COV&R-Bulletin No. 16 (April 1999)
Report from the semi-annual American meeting of COV&R
on Fieldwork in Sacred Violence.
(Orlando, Florida, November 21)
The semi-annual American meeting of COV&R met in Orlando, Florida, November 21 in conjunction with the annual meeting of the American Academy of Religion. The topic was "Fieldwork in Sacred Violence." Fred Boehrer of the Catholic Worker Community in Albany, New York, described the many ways he and his colleagues work to defend the homeless, the marginalized, and the poor in his city. He is particularly effective in calling attention to the inadequacies of the local government in providing appropriate services to the dispossessed and powerless. He noted that his efforts were often directed to publicizing and mediating problems, and inviting those otherwise unaware of the issue to stand with the Catholic Workers in their own "standing with "the scapegoats" of the American economic and political systems.
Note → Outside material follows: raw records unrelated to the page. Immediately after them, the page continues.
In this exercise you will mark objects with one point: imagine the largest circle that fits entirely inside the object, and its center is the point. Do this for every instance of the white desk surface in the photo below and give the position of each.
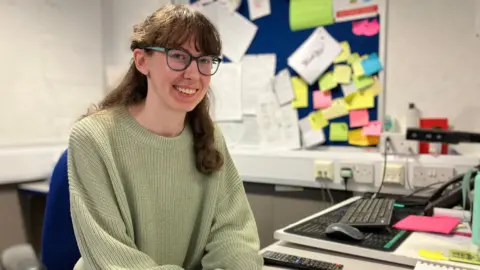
(40, 187)
(349, 262)
(406, 254)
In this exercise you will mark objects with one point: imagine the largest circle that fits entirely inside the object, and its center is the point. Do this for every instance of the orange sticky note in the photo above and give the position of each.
(322, 99)
(359, 118)
(374, 128)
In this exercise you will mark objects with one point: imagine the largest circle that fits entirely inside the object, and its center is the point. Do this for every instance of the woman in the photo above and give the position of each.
(152, 185)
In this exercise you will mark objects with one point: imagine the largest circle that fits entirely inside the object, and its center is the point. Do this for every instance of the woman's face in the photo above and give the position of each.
(178, 91)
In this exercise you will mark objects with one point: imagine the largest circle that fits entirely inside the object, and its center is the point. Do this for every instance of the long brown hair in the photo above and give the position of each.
(170, 27)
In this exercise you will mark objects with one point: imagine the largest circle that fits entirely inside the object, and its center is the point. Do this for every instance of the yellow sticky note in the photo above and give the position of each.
(306, 14)
(361, 100)
(300, 88)
(327, 82)
(363, 82)
(342, 74)
(355, 137)
(338, 132)
(352, 58)
(344, 54)
(337, 109)
(317, 121)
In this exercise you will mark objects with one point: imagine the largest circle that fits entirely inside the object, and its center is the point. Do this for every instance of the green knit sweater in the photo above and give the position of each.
(138, 201)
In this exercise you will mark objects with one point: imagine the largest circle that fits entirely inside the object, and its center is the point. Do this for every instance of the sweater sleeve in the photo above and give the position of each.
(233, 242)
(97, 220)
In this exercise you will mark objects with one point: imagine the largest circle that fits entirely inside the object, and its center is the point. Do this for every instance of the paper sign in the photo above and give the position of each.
(342, 74)
(371, 66)
(322, 100)
(300, 88)
(337, 109)
(344, 54)
(306, 14)
(360, 100)
(363, 82)
(374, 128)
(338, 132)
(315, 55)
(317, 121)
(327, 82)
(359, 118)
(355, 137)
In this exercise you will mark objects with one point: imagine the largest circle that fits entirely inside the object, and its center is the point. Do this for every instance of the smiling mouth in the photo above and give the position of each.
(186, 91)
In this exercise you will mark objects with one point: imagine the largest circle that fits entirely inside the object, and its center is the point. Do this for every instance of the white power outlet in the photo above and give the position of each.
(394, 174)
(398, 144)
(427, 175)
(362, 172)
(323, 170)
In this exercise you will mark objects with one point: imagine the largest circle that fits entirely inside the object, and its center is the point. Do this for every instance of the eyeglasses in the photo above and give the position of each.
(180, 60)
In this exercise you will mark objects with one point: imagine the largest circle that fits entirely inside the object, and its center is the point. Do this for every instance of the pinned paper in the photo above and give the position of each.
(338, 132)
(322, 100)
(355, 137)
(301, 93)
(327, 82)
(360, 100)
(337, 109)
(374, 128)
(359, 118)
(371, 65)
(306, 14)
(344, 54)
(342, 74)
(317, 121)
(363, 82)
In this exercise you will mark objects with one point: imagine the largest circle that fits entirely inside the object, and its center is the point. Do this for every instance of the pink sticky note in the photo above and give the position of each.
(358, 27)
(444, 225)
(374, 128)
(359, 118)
(322, 99)
(372, 28)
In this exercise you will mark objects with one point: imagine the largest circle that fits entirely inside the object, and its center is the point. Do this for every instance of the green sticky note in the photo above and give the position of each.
(306, 14)
(327, 82)
(338, 132)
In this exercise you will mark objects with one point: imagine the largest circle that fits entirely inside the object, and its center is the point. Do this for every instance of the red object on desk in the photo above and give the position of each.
(444, 225)
(442, 123)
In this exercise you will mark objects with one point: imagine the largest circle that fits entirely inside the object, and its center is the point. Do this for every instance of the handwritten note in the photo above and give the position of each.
(283, 87)
(322, 100)
(363, 82)
(306, 14)
(327, 82)
(342, 74)
(300, 88)
(360, 100)
(338, 132)
(337, 109)
(344, 54)
(317, 121)
(315, 55)
(359, 118)
(374, 128)
(309, 136)
(355, 137)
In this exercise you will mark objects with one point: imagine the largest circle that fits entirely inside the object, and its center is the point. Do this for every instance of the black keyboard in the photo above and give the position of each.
(370, 213)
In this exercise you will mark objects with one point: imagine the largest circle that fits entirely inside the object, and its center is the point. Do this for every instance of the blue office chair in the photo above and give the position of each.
(59, 246)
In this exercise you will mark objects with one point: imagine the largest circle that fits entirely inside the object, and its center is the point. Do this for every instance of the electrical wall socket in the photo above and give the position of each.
(362, 172)
(394, 174)
(398, 144)
(323, 170)
(427, 175)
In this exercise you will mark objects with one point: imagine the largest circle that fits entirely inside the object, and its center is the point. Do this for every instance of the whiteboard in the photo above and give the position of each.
(52, 68)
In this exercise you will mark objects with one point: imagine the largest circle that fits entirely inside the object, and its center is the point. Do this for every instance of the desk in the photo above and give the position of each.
(349, 262)
(406, 254)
He left the convention early to fly to Fort Benning, Georgia, to protest with thousands of others at the School of the Americas, the site of U.S. sponsored paramilitary training for Latin American government soldiers.
The second speaker was Paul Bellan-Boyer of All Nations Lutheran Church in Jersey City. The speech and ensuing discussion described a scapegoating experience within a church and parish setting, a community crisis that exemplified in curious detail all the elements of the Girardian dynamic of collective expulsion. The respondents were Rusty Palmer, Thee Smith, and Walter Wink.